This is ridiculous,thought Ivor Balmi.
“Get out,” he said to her. She jerked her head up as though stabbed with an electrically charged wire. Her grey eyes were filled with ash, and the youthful look of her face aged in an instant. Old, old, old as Ninevah and Babylon; old as the first woman who had ever been sent away. Old, that old, very old, terror-old.
“Ivor …” she said.
“I don’t want it. I don’t want it at all,” he cried. His face was falling back into those lines they had held when first she had met him. He was independent, lonely Ivor Balmi; she saw him slip away as she watched.

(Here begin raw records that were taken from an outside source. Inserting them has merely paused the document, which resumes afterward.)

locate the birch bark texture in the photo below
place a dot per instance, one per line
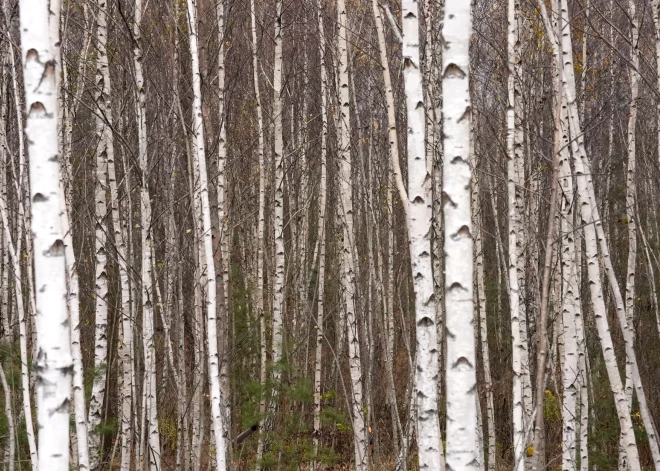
(348, 275)
(104, 148)
(419, 231)
(462, 439)
(53, 363)
(514, 223)
(588, 213)
(208, 262)
(321, 238)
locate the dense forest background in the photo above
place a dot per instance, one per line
(236, 177)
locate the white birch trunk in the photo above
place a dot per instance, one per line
(570, 305)
(513, 218)
(347, 251)
(10, 421)
(20, 310)
(103, 148)
(40, 43)
(260, 232)
(589, 216)
(224, 232)
(631, 197)
(278, 283)
(419, 230)
(462, 439)
(150, 386)
(208, 266)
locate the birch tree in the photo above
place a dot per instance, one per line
(462, 442)
(347, 258)
(318, 353)
(514, 222)
(208, 267)
(104, 147)
(40, 44)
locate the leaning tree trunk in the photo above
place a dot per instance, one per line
(10, 420)
(208, 266)
(564, 66)
(348, 246)
(321, 240)
(631, 197)
(260, 231)
(150, 386)
(419, 231)
(278, 235)
(103, 148)
(462, 440)
(54, 368)
(223, 227)
(514, 222)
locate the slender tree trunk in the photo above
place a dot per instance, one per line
(491, 463)
(462, 440)
(223, 228)
(10, 420)
(631, 202)
(589, 216)
(40, 41)
(208, 264)
(150, 385)
(348, 247)
(260, 234)
(321, 240)
(278, 235)
(513, 218)
(104, 148)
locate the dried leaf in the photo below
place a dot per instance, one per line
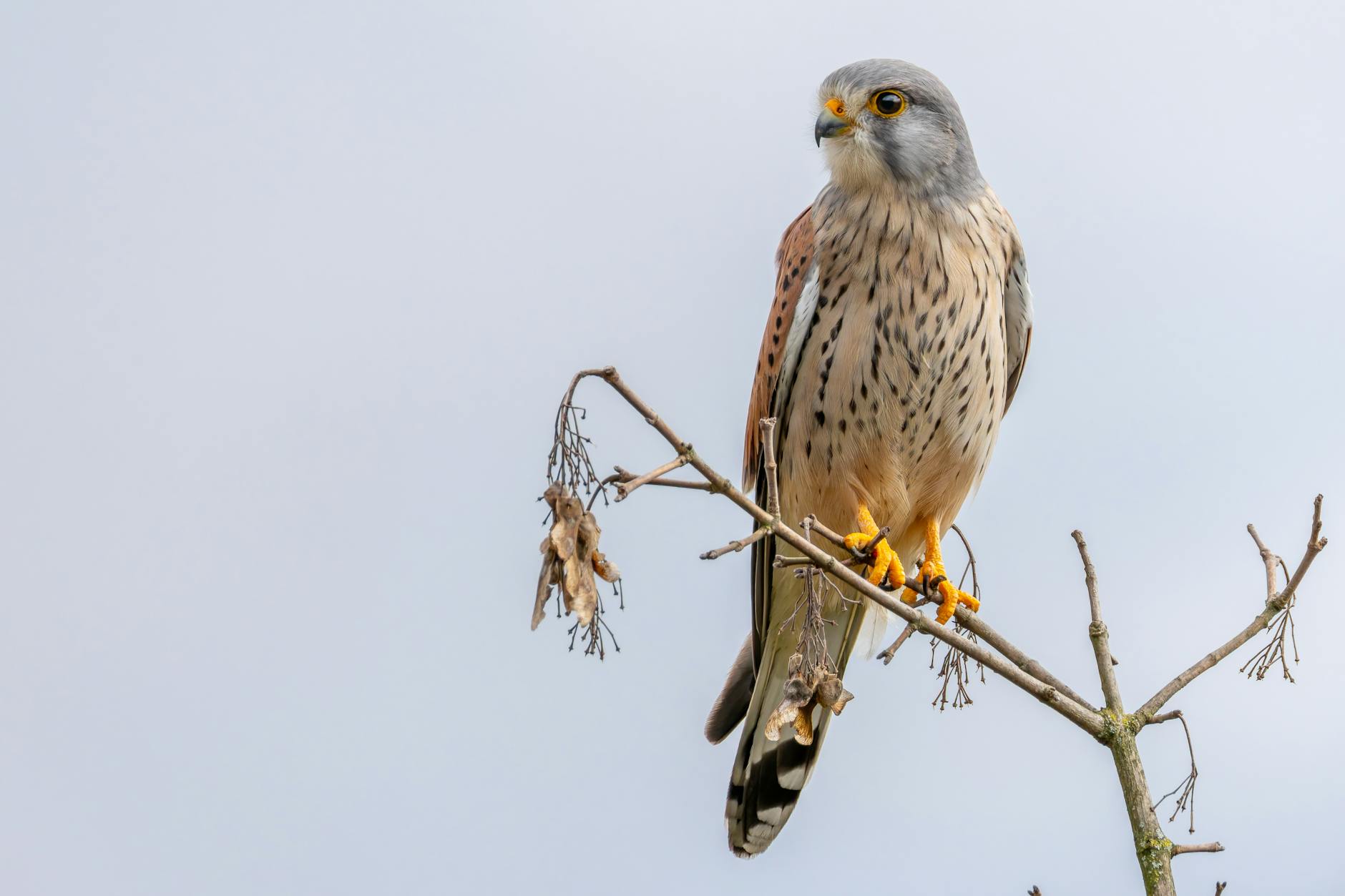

“Go back to your daughter, lady. Go back and tell her what a bastard I am. That way you can both nurse the same images, you’ll cleave together, have something to belong to: The Society of Ivor Balmi Haters. Go on. Beat it, I don’t want all this feeling and needing and being one with one. That’s too much responsibility for me, it’s too much worry, too much anguish every day, caring what happens to someone else. I don’t want it. You’re making me fight, you’re throwing me into the struggle in the streets. I have to paint now.… I have to be good … I have to succeed … I don’t need it … let mealone …!”
“You’ve started painting with meaning, Ivor; what you do now has quality, it’s good …” she argued.
“Yeah, yeah, it’s good and that’s bad. I was content before. I did it, it was stinking, and I knew it. I didn’t have to struggle. Now it’s too much … too much … get out!”
But she would not go. So he forced her to go.
He used those subtle instruments of torture known only to men and women who have lived with each other for a time. Those weapons of word and inflection and facial expression that cut so much deeper than knives. He used them, and he used them ruthlessly for this was his survival he fought to retain, slashing at her, calling her names he tasted like salt as he spoke them.
“Stop playing with me, Meg’s mother,” he ordered. “You came here to play at love, and now you’ve had your game, so get out of my life. I don’t need you, or what you want, or what you offer.
“Lady bug, lady bug, fly away home,” he said, “your children are hippies, your house is on fire.”
And when the heavy fire door on the first floor had slammed behind her with a metallic clang, Ivor Balmi went to the window and stared out at the street.
The grey patina of dust and city soot that covered the glass lent everything a ghostly pallor.
The city had died once more. A cadaver stretched out at his feet, beginning to smell bad, as it once had, now that all the spring flowers were ash.
Once more he was alone. He needed to be alone. It was the only way he could live. Secure. Untroubled. He was whole once more, settled into a life that promised the security of poverty, mediocrity, loneliness. There were no surprises, but there were also no threats. It was — a life.
He stood staring at nothing for a long while, then went into the kitchen and found a bread knife, rusting on the sideboard. Fortunately, he was able to slash every painting in the loft, even while crying.